The Argentine government has criticised the US judge who blocked the country's payment to creditors, saying the judge "has abused his power."
Earlier, US District Judge Thomas Griesa blocked Argentina's attempt to pay coupons on its bonds due 30 June.
The country had deposited about $832m (£489m, €610m) in New York banks to make interest payments, without paying the holdout creditors, who did not take part in the country's bond restructurings and demanded full payments.
A statement from the government said Griesa was trying to "provoke a default" in Argentina by blocking the payment.
"By doing this he has abused his power and gone outside of his jurisdiction because the holders of restructured bonds are not the object of this litigation," it said, describing Griesa's decision as "senseless and unheard of."
Argentina has been engaged in a long legal battle with hedge funds, Elliott Management and Aurelius Capital, which refused to take part in the country's debt restructurings. About 92% of the country's creditors agreed to swap debts and accept less money.

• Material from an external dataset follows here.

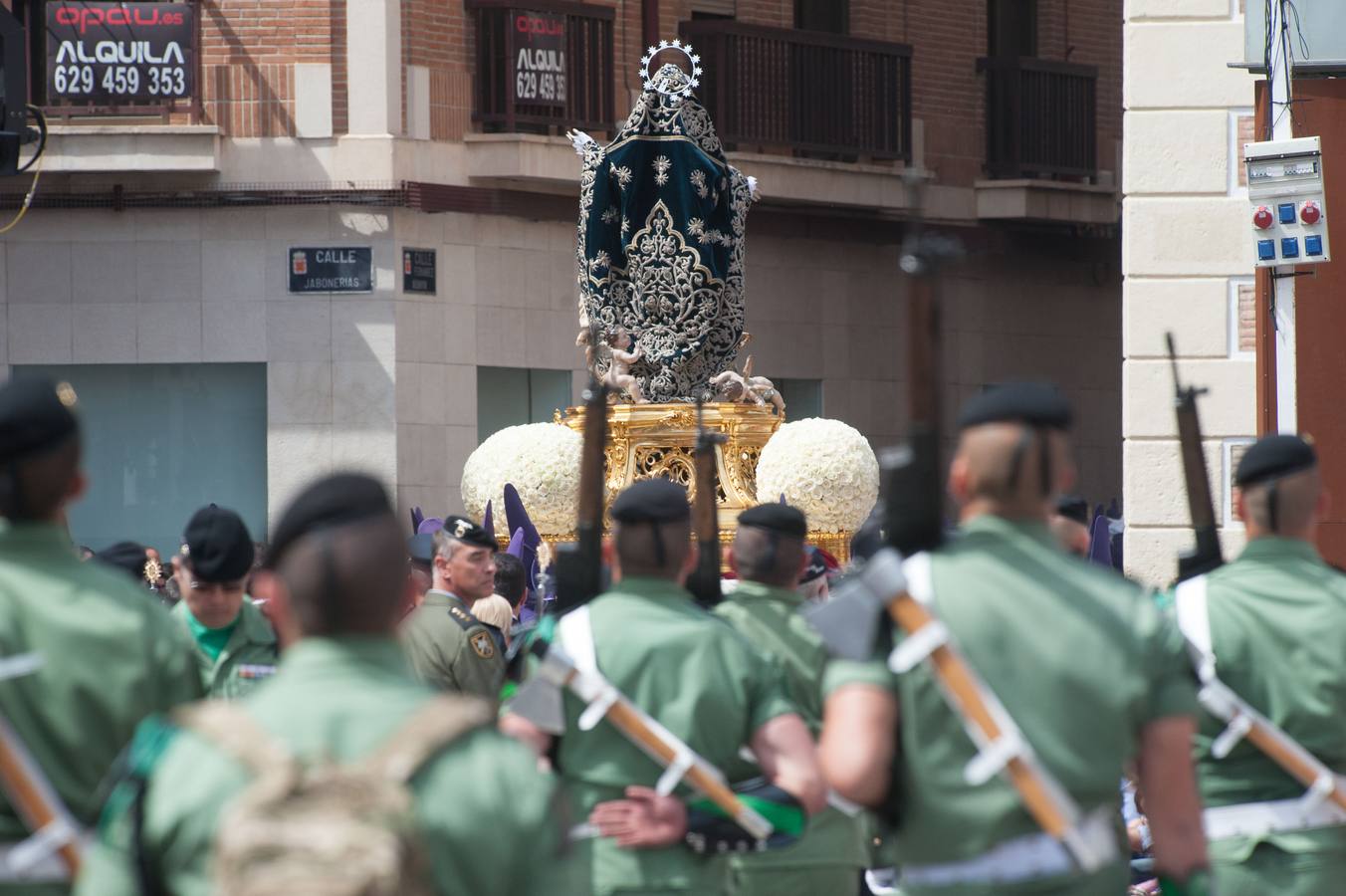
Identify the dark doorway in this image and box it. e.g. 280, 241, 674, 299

Earlier, Griesa ordered that Argentina compensate the holdout creditors at the same time it pays investors, who took part in its debt restructuring.
Argentina claimed that if the country paid the suitors on their terms, it would lead to claims from other holdouts of around $15bn in debt.
Following the adverse ruling, Argentina said it was willing to negotiate with the so-called "vulture funds" to settle the 12-year-long legal dispute, and asked the court to stay its order to "allow the Republic to engage in a dialogue with the plaintiffs in a reasonable time frame".
Without the stay, Argentina would not be able to make the 30 June coupon payment on its restructured bonds. If it does not make the payment, it is likely to fall into technical default after a 30-day grace period.
Agentina's Economy Minister Axel Kicillof earlier said the judge's ruling "constitutes a sophisticated way to try and bring us to our knees before global usurers".